The Department of Labour has recently published the Employment Equity Amendment Bill 2018 with the aim of more aggressively targeting transformation in the workplace. Some of the significant amendments to look out for are contained in amendments to sections 53 and section 42 of the Employment Equity Act.
Section 53, provides that state contracts may only be provided to employers who are compliant and have been certified as being compliant with their obligations under the Employment Equity Act. This will require employers to attach a certificate of compliance when concluding a contract with the state as evidence that is complies with the provisions of the Employment Equity Act.
It is important to note that the abovementioned certificate may only be issued if the employer has achieved applicable sectoral targets or has provided reasonable grounds for non-compliance. The Bill also empowers the Minister of Labour to set appropriate numerical targets for transformation for particular sectors in consultation with those sectors.

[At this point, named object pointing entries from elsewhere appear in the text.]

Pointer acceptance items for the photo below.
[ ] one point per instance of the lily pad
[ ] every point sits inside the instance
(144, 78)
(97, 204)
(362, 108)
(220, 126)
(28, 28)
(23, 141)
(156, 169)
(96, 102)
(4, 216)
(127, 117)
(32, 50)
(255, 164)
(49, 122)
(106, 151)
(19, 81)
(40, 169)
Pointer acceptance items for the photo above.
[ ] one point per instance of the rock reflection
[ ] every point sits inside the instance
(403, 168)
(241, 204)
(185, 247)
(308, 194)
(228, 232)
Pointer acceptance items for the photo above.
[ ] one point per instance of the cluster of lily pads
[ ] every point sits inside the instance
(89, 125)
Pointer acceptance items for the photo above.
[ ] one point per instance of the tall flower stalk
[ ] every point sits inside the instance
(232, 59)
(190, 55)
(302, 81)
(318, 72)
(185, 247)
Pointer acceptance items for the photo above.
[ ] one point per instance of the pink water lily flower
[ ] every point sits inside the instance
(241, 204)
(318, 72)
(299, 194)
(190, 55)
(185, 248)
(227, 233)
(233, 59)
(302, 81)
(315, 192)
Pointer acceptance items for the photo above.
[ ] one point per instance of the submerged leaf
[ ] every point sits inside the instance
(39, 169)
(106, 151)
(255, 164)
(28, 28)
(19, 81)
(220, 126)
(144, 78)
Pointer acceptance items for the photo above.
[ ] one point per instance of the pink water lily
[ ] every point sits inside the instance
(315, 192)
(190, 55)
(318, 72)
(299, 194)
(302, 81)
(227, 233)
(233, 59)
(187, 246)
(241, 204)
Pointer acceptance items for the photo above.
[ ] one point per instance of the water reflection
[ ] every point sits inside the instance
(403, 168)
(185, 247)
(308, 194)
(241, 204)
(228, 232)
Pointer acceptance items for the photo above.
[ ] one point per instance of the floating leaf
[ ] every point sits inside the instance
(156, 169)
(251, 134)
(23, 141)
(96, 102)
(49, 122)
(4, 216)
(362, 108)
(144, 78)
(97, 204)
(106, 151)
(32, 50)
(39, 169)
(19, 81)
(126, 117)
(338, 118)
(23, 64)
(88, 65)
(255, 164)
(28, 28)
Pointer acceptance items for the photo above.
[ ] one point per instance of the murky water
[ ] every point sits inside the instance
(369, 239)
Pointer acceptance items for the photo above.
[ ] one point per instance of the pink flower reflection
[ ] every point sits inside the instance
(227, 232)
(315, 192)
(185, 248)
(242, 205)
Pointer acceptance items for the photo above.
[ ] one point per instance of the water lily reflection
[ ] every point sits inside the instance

A further condition for obtaining such a certificate of compliance is that the employer must have submitted its Employment Equity Report to the Department of Labour. In addition to that, the employer may not be in breach of any provision of the Act within the last 12 months or have been found guilty of unfair discrimination or of paying employees below the national minimum wage.
Section 42 amendments also propose to clarify that a designated employer’s compliance with its obligations to implement affirmative action may be measured against the demographic profile of either the national or regional economically active population, unless the Minister has set specific sectoral targets.
How the compliance certificate process will work, still needs to be clarified, but what is clear, is that Government is considering a further layer of compliance for businesses that wish to work for Government, using this as an incentive to fast-track transformation within the workplace.